От губернатора Ховена, недавно бывшего у меня в деревне, узнал я, что государь располагал быть в Воронеже в конце сентября месяца, и я думал к тому времени приехать в Воронеж, в том предположении, что сия поездка могла отнестись и к обязанностям моим, как жителя Воронежской губернии; но Долгорукий советовал мне в таком только случае ехать в Воронеж, если графа Орлова не будет с государем: ибо можно было предполагать, что сие-то самое посредничество служило для меня препятствием к сближению с государем, и нет никакого сомнения, что Орлов мог устроить сближение мое с государем. Если он и положительно не действует против меня, то равнодушие его к сему делу уже не может принести мне никакой пользы.

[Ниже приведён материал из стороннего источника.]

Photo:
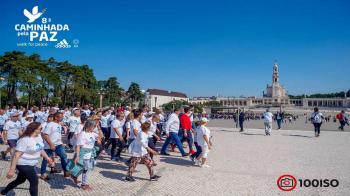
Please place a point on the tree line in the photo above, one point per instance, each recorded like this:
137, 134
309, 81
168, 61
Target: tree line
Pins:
30, 80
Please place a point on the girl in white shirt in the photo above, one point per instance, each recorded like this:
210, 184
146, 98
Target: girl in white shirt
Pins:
29, 148
140, 152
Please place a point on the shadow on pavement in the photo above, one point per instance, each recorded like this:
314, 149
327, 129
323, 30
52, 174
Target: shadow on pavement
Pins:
176, 161
118, 176
57, 181
261, 134
112, 165
305, 136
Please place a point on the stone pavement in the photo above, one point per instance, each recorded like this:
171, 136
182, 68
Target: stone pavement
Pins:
246, 163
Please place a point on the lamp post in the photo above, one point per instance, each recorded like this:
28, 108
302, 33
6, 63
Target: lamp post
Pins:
1, 79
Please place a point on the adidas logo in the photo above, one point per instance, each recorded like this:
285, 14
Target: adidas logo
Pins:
62, 44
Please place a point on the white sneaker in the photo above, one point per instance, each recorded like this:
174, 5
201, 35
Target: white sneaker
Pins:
196, 162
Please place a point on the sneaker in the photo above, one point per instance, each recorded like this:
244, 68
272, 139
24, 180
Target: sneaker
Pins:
185, 155
205, 166
86, 187
196, 162
192, 159
173, 148
129, 179
45, 177
3, 155
154, 178
75, 180
54, 171
66, 174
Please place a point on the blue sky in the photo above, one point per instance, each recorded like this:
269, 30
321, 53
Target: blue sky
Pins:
200, 47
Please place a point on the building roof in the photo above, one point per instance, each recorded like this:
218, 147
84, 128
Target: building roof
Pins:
166, 93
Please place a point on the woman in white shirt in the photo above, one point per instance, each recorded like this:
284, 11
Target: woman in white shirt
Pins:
29, 148
140, 152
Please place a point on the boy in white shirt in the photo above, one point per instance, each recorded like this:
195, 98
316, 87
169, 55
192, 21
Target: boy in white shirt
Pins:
12, 131
203, 139
268, 121
140, 152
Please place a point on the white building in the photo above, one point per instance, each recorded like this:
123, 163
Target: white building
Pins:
155, 98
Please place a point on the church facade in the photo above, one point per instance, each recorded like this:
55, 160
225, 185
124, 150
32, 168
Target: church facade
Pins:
276, 95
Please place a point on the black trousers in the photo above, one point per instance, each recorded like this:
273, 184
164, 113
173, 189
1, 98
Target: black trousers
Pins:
116, 143
70, 136
317, 127
25, 172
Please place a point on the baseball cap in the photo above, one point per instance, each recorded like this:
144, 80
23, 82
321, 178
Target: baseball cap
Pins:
30, 116
204, 120
14, 114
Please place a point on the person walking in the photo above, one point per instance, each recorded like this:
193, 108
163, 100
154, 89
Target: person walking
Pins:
117, 139
185, 133
268, 117
12, 131
279, 119
316, 119
172, 129
241, 119
85, 153
139, 151
29, 148
342, 120
53, 143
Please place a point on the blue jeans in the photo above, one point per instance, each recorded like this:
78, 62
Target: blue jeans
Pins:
279, 123
59, 152
189, 138
173, 136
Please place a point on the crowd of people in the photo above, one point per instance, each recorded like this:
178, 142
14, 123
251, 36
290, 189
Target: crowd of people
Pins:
89, 133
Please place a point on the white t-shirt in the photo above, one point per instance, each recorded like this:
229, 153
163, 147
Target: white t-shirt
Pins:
116, 124
3, 119
54, 130
153, 129
268, 117
202, 131
31, 148
104, 121
87, 140
40, 116
87, 112
73, 123
135, 125
13, 129
25, 124
139, 145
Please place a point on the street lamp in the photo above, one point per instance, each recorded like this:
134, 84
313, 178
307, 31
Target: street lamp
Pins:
1, 79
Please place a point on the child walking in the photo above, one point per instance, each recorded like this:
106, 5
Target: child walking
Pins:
140, 152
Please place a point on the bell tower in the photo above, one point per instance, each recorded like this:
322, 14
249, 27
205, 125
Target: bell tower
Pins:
275, 76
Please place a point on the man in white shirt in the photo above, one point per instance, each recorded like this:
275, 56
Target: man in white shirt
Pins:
268, 117
52, 135
3, 119
12, 131
172, 128
73, 122
116, 137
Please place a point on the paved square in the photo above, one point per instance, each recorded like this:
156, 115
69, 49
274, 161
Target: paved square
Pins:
246, 163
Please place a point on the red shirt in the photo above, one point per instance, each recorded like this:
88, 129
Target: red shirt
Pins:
185, 122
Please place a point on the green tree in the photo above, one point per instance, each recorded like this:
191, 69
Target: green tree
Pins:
134, 92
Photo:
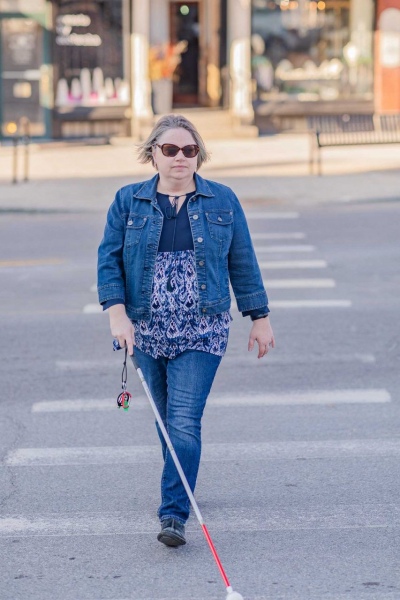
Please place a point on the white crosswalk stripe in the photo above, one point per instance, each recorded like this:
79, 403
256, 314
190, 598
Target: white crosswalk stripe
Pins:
285, 249
270, 215
330, 397
277, 357
296, 235
310, 304
293, 264
278, 284
354, 516
287, 450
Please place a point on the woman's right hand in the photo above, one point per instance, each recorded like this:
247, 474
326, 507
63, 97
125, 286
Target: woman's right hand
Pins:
121, 327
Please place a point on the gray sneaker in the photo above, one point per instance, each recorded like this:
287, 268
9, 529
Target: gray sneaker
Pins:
172, 533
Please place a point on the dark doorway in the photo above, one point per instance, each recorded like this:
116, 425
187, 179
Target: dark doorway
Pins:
184, 25
21, 75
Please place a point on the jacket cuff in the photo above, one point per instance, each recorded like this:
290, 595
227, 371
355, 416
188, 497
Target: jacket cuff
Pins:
109, 303
251, 302
257, 313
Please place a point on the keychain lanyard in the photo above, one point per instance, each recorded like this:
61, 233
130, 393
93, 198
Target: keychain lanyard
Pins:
124, 398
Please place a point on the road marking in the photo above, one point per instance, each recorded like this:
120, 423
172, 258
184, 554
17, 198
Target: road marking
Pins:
272, 215
31, 262
84, 405
286, 450
279, 284
91, 309
317, 397
284, 248
278, 236
293, 264
275, 358
310, 304
253, 518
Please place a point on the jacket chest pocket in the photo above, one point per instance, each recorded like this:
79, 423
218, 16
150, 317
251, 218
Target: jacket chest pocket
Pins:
220, 225
134, 228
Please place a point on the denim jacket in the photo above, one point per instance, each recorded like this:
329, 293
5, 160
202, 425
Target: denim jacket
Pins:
223, 249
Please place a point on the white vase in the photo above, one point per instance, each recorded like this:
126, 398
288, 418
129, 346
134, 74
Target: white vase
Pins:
162, 96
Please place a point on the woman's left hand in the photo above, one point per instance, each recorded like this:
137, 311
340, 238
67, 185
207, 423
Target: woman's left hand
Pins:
262, 333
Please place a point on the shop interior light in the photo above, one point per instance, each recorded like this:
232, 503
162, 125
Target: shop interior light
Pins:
11, 128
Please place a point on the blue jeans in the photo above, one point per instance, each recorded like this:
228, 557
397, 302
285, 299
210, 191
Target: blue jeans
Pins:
179, 387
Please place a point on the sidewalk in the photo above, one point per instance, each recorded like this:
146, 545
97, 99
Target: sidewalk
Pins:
267, 170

Теперь полно о службе и Кавказе. Снова принимаюсь за прежние занятия свои с совершенным почти убеждением, что я более никогда не явлюсь на поприще служебной деятельности и почестей.
1846 год
Занятия мои в деревне увеличивались, но не делами нашей экономии, а делами посторонних особ. Так в 1845 году принялся я за размежевание дачи А. П. Ермолова, лежащей в 30 верстах за Ельцом. Дело было хлопотливое, неприятное по сношениям, в которые я был поставлен с людьми, которых никогда бы не желал видеть. Но я приступил к сему с усердием и деятельностию, потому что был одушевлен желанием угодить Алексею Петровичу. Владение было переведено в ясность, соседи согласованы, планы составлены; но едва только все кончилось, как имение было продано Алексеем Петровичем в казну, и трудами моими он не воспользовался. Продал же он имение свое с какой-то целью, дабы не воспользовалась оным по смерти его сестра, через что лишились бы сего наследства сыновья его. Оставалось еще одно дело труднее всех – взыскать с поступивших в казну крестьян старые недоимки; но и в этом случае мне удалось, и деньги все сполна были высланы Алексею Петровичу. Полагаю, что удача сия меня порадовала более чем его самого. Я рад был показать ему на опыте готовность мою служить ему и преданность. Он в том убедился, и я имел случай удостовериться в сем в следующую зиму, когда я был в Москве. Проводя у него вечера и часть ночей, в короткой и дружественной беседе, я мог видеть, сколько он был признателен к моим чувствам. Близкие сношения эти дали мне случай увидеть, что в человеке сем, при всех недостатках его, много отличных качеств души, многими не признаваемых, потому что он не расточается в излияниях сердечных сотрясений своих. Я же, независимо от впечатлений, произведенных на меня признательностью его, убеждаюсь, что в нем сердце мягкое, ребяческое, простое; оно закрыто постоянной представительностью, в которую он должен облачаться, зная зависть и неблагонамеренность, его удручающие. Здесь, конечно, не место говорить о его достоинствах, вообще разглашенных и всеми признаваемых. Все ему в сем отношении отдают справедливость; я же, напротив того, выставляя свойства души его, не соглашусь, может, с общим мнением на счет того, чтобы он мог сделать, если б занимал какую-либо должность в высшем правлении государства. Но и в сих достоинствах кто не признает в нем разительного преимущества перед всеми ныне действующими лицами в высших сословиях?
Часы, проведенные мною в обществе Алексея Петровича в течение зимы 1846 года, были самые приятные для меня. Остальное время озабочивали меня неприятные дела Е. Ф. Муравьевой, коей проявляющаяся в сношениях недоверчивость поражает все участие, принимаемое мною в ее положении.